Bluebell went on to note how since Faber took over in 2014, Danone has delivered total shareholder returns of 21%, compared with 56% for the Stoxx Europe 600 Food & Beverage, 97% for Nestlé and 101% for Unilever. Bluebell said this "fails to reflect the quality of [Danone's] assets."
Danone's brands include Oikos and Activia yogurt and Stok ready-to-drink coffee, and it has a large presence in bottled water through Evian. But these categories are increasingly competitive.
Danone is facing pressure from General Mills' Yoplait, Greek yogurt maker Chobani, as well as countless startups. The bottled water category is inundated with scores of big-name and private-label brands, and is tumultuous regardless a company's size. After struggling in the segment for years, Nestlé announced last month it was selling its North American bottled water business to focus on its international premium brands, local natural mineral waters, healthy hydration products and functional water.

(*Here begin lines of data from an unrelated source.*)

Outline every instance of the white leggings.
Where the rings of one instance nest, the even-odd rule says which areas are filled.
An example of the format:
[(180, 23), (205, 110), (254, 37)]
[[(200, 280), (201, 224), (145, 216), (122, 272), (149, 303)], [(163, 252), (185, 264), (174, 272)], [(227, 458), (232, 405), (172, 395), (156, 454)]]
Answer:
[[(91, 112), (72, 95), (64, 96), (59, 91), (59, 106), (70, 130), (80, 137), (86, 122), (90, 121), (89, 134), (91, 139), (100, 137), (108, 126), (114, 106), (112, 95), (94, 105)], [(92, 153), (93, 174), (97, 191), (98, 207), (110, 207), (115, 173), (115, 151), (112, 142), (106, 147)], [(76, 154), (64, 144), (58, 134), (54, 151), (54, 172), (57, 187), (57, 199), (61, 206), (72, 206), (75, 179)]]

Critics have also said Danone has focused too much on its environmental and sustainability efforts at the expense of its financial performance. The company doubled down on that commitment last year, vowing to place a greater focus on its environmental, social and governance goals and create an independent committee to monitor and report on its progress. And three years ago, its North America operations achieved B Corp certification two years ahead of schedule.
Before Bluebell's letter was made public, Faber had already announced a series of steps Danone was taking to better position it for a post-COVID-19 world. In November, Danone said it was cutting as many as 2,000 jobs, or roughly 2% of its global workforce.
Danone also is conducting a strategic review of its portfolio of brands, SKUs and assets. The French company announced Sunday it planned to sell its stake in China Mengniu Dairy, which has a market value of more than $2 billion, later this year. In February, Danone said it would acquire plant-based pioneer Follow Your Heart to increase its presence in the fast-growing sector.
It’s uncertain how much impact a new CEO will have on Danone without a major divestiture of brands, a transformative acquisition, or a significant boost in spending to innovate its existing offerings.
Activists would argue that separating the CEO and chairman role would bring more oversight to the chief executive's performance and increase the individual's accountability. Reuters reported Monday that a replacement for Faber could move quickly, with up to eight names of potential candidates already circulating among board members.
The decision to split the roles drew mixed reviews from analysts who said Faber would likely continue to have influence over the new CEO as chairman. They also noted the announcement of Gilles Schnepp joining Danone’s former CFO Cécile Cabanis as vice chair. Bloomberg noted Faber pushed for them to become new board members last year, and their roles should serve to only further strengthen his influence.
"Faber's presence as chair alongside former CFO Cécile Cabanis as vice chair is likely to constrain the latitude of any new CEO," said Martin Deboo, an analyst at Jefferies cited by Bloomberg.
A Bernstein analyst said removing Faber as CEO but not from the chairman position only postpones the problems. "This is not a clean break," Dow Jones reported, citing the brokerage firm. "It leads to one of two options: either a CEO-in-name-only who executes the chairman's plans, or a repeat of this tense standoff with shareholders a few years from now."